Wrapping up the Pisgah Energy Conference

On Saturday, I attended quite possibly the most amazing environmental event I've ever been to. Over 600 people attended the Energy Conference sponsored by the Pisgah Group and held at Brevard College! One of the most heartening things about it was how many young people were there. Definitely gives you some optimism for the future.

The tone of the day's speakers was one of concern for our future, but not hopelessness. We can do something about climate change- we just need to take responsibility in our own lives and put pressure on our governments to do their part as well.

Keynote speaker William Schlesinger of Duke University delivered some sobering facts to kick off the day. By around 2030, North Carolina's climate will become more similar to those currently enjoyed by Jacksonville and Orlando, and Pennsylvania and parts of New England will have weather similar to what we currently experience. The impacts of this climate change will be felt most acutely at night and during the winter.

The latter certainly could explain the erratic weather in North Carolina last week. I do not like driving. In fact, until last week I had not driven on an interstate in over five years. So I was happy on Monday and Tuesday when it was 75 degrees outside. I figured when I drove to Western North Carolina the weather would be clear and calm and I'd at least have that going for me.

Well when I woke up Thursday morning, my car was completely covered with snow! My grandmother, showing no faith in my driving abilities, called and told me not to come. But I did anyway, driving 250 harrowing miles during a winter storm. Of course I lived to tell about it...

Needless to say last week's weather was Exhibit A for Global Warming in North Carolina.

I'll write more about the conference and what we can do on a personal level about climate change soon.

Good job Pisgah!


  1. Thanks for your post. I'm very interested hear more about the conference.

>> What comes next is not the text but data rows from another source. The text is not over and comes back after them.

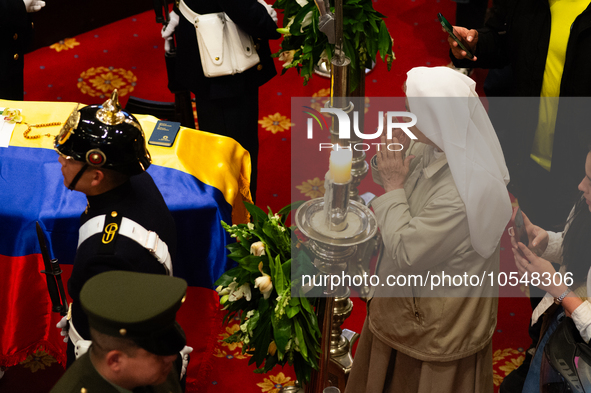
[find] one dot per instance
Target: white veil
(451, 115)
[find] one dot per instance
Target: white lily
(240, 292)
(257, 249)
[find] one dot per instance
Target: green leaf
(384, 41)
(256, 212)
(251, 263)
(279, 280)
(228, 277)
(281, 332)
(292, 311)
(301, 341)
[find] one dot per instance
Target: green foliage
(274, 327)
(304, 46)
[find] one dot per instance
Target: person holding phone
(444, 210)
(546, 45)
(570, 250)
(544, 154)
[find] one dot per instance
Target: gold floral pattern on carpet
(319, 99)
(101, 81)
(68, 43)
(274, 383)
(38, 361)
(220, 353)
(275, 123)
(230, 350)
(505, 361)
(313, 188)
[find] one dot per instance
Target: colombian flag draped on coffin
(203, 178)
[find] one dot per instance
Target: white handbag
(224, 48)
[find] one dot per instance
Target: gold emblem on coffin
(109, 233)
(69, 126)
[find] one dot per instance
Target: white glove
(63, 324)
(270, 10)
(34, 5)
(169, 29)
(185, 355)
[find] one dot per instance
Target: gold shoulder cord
(28, 130)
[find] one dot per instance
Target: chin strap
(77, 177)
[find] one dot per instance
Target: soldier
(135, 337)
(126, 224)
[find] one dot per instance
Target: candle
(340, 165)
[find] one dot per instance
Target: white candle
(340, 165)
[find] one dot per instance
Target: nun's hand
(392, 165)
(540, 272)
(538, 237)
(470, 38)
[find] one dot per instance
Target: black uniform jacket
(83, 375)
(139, 200)
(249, 15)
(518, 34)
(16, 30)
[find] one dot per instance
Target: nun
(429, 327)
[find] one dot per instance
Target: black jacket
(249, 15)
(16, 30)
(138, 200)
(518, 35)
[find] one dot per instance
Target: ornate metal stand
(333, 251)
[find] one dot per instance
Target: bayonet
(53, 276)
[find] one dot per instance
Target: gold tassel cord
(29, 126)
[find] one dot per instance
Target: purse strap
(188, 13)
(210, 41)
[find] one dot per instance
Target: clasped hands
(392, 165)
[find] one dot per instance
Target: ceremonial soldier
(126, 224)
(135, 337)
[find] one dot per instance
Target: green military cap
(138, 306)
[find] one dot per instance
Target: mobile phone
(520, 231)
(449, 28)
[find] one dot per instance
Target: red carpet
(129, 55)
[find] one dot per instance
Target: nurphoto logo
(392, 122)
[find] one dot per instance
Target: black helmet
(566, 366)
(105, 136)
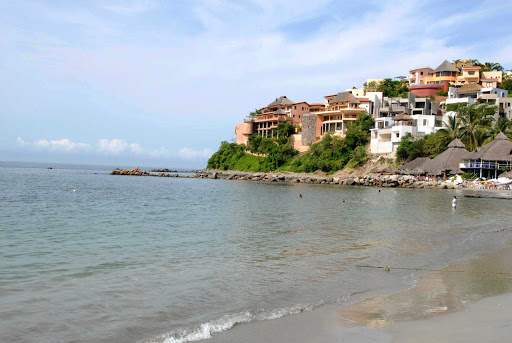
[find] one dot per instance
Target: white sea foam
(206, 330)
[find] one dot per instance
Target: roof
(416, 166)
(506, 174)
(448, 160)
(282, 100)
(421, 68)
(402, 117)
(456, 143)
(342, 97)
(499, 149)
(470, 87)
(446, 66)
(471, 67)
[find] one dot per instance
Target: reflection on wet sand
(436, 293)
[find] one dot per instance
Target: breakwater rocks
(134, 171)
(393, 181)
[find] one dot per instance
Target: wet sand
(468, 301)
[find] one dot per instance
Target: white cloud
(113, 146)
(64, 145)
(131, 7)
(136, 148)
(159, 153)
(193, 154)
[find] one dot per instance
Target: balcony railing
(488, 165)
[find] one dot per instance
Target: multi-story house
(473, 74)
(444, 73)
(280, 110)
(417, 76)
(439, 78)
(475, 93)
(336, 114)
(399, 117)
(266, 120)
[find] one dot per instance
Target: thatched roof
(417, 163)
(470, 87)
(456, 143)
(499, 149)
(402, 117)
(506, 174)
(449, 160)
(446, 66)
(343, 97)
(282, 100)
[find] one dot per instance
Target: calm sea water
(141, 259)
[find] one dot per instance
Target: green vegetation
(441, 92)
(474, 125)
(469, 176)
(392, 88)
(331, 154)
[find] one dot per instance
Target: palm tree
(452, 127)
(501, 125)
(475, 121)
(493, 66)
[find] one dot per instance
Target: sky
(162, 83)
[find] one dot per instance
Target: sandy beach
(468, 301)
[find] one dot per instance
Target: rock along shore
(372, 180)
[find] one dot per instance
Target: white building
(398, 118)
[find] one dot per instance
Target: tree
(371, 86)
(451, 127)
(507, 83)
(475, 121)
(501, 125)
(435, 144)
(254, 113)
(492, 66)
(407, 151)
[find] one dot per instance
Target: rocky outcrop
(135, 171)
(391, 181)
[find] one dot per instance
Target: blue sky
(162, 83)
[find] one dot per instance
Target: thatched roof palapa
(282, 100)
(446, 66)
(416, 166)
(499, 149)
(470, 87)
(449, 160)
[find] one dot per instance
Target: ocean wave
(227, 322)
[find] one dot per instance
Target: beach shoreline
(369, 180)
(468, 300)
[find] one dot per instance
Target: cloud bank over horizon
(173, 78)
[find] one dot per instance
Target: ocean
(90, 257)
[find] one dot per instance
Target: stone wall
(308, 128)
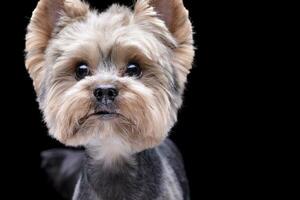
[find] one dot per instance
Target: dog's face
(117, 74)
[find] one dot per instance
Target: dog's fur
(128, 156)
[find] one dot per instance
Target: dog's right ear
(47, 19)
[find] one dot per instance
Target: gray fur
(156, 174)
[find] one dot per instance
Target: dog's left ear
(176, 18)
(48, 18)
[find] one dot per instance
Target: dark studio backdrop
(205, 133)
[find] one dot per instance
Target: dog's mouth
(106, 114)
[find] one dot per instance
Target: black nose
(106, 94)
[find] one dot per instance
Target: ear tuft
(45, 19)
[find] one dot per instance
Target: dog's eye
(133, 69)
(82, 70)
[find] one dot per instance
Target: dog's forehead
(114, 27)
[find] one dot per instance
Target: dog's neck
(122, 176)
(110, 152)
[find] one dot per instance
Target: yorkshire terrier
(112, 82)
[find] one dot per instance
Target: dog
(112, 82)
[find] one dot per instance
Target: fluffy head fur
(156, 33)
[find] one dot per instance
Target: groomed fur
(156, 34)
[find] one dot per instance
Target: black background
(212, 133)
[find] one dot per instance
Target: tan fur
(156, 34)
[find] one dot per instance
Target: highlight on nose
(106, 93)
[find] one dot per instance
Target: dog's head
(120, 73)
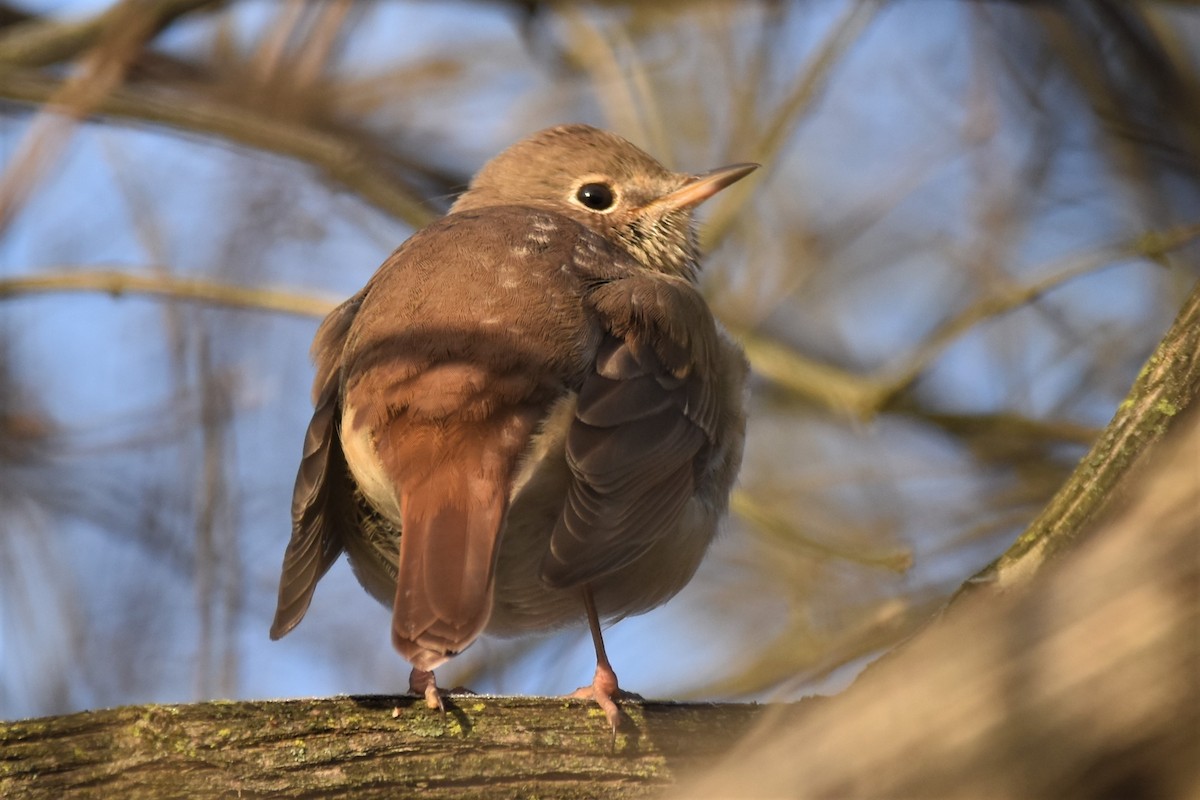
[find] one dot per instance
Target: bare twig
(165, 286)
(342, 161)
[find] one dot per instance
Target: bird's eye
(598, 197)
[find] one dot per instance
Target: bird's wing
(645, 419)
(323, 499)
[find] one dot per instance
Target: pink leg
(604, 685)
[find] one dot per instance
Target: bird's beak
(701, 187)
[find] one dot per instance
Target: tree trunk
(367, 746)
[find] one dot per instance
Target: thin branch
(118, 283)
(341, 160)
(41, 41)
(1168, 384)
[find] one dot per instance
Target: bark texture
(481, 747)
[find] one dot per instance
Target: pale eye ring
(597, 196)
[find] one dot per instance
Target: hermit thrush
(528, 415)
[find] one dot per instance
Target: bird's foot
(421, 683)
(605, 692)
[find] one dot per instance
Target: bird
(528, 417)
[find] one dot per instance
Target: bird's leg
(421, 683)
(604, 685)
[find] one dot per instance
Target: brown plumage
(528, 413)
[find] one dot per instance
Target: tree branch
(480, 747)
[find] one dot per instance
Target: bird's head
(610, 186)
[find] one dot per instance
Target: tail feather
(447, 570)
(454, 483)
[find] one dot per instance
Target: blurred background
(973, 222)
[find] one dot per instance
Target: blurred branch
(120, 38)
(1168, 384)
(40, 41)
(1081, 684)
(341, 160)
(784, 530)
(119, 283)
(779, 128)
(864, 396)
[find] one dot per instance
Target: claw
(603, 691)
(421, 683)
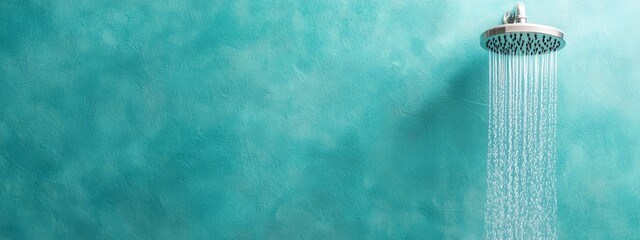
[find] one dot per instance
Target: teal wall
(295, 119)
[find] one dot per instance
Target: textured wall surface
(295, 119)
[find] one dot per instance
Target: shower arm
(517, 15)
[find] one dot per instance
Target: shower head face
(522, 38)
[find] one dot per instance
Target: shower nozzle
(516, 36)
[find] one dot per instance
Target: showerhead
(516, 36)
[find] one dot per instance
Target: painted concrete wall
(295, 119)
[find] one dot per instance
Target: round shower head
(522, 38)
(516, 36)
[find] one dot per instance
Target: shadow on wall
(437, 174)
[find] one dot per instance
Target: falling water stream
(521, 192)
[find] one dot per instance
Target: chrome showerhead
(516, 36)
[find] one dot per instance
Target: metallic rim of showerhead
(522, 28)
(516, 26)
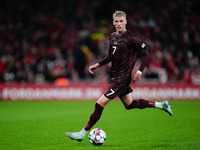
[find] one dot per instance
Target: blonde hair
(119, 14)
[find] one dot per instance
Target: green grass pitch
(42, 126)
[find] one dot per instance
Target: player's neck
(121, 32)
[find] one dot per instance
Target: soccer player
(124, 47)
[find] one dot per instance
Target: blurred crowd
(41, 41)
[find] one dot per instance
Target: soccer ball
(97, 136)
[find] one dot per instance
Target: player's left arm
(145, 55)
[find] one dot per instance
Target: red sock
(95, 116)
(140, 103)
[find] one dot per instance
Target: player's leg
(95, 116)
(142, 103)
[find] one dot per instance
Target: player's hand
(137, 76)
(93, 67)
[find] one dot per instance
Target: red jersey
(123, 51)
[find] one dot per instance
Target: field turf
(42, 126)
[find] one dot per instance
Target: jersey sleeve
(142, 49)
(107, 59)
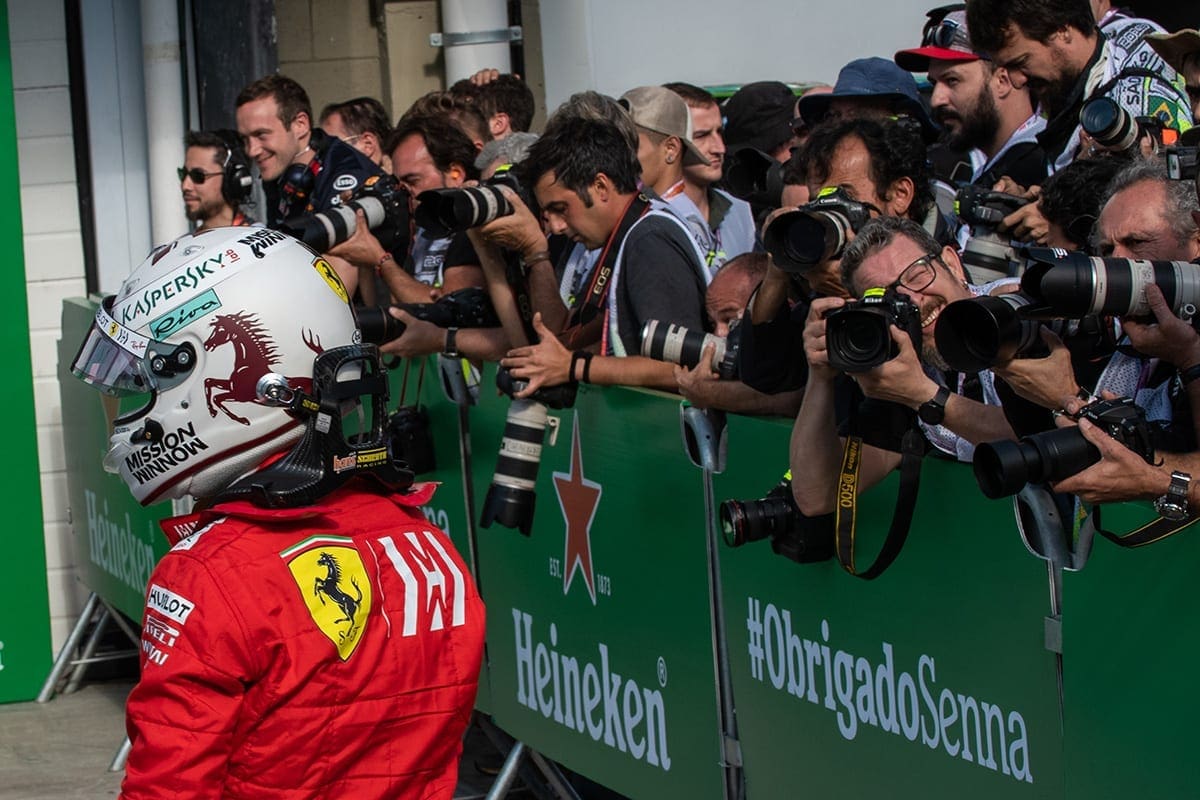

    Regarding the weather in Brevard, I was under the impression that you really shouldn't judge climate change based on day-to-day weather.

    Alan Hedrick

  2. Hey Alan-

    Thanks for stopping by. You are certainly right that one week of erratic weather isn't necessarily a tell tale sign of climate change. But I did have a lot of folks tell me last week they thought that periods like this helped heighten the public awareness of global warming- and that's always something we are grateful for.

    Please keep coming back!

  3. Agreed. The more often the topic of global warming is brought up, the better.

    When the weather turns bitterly cold for a long period of time, we need to be ready a rebuttal to the folks who say "So much for global warming." A possible response might be: "One week of cold weather doesn't mean global warming doesn't exist." (etc.)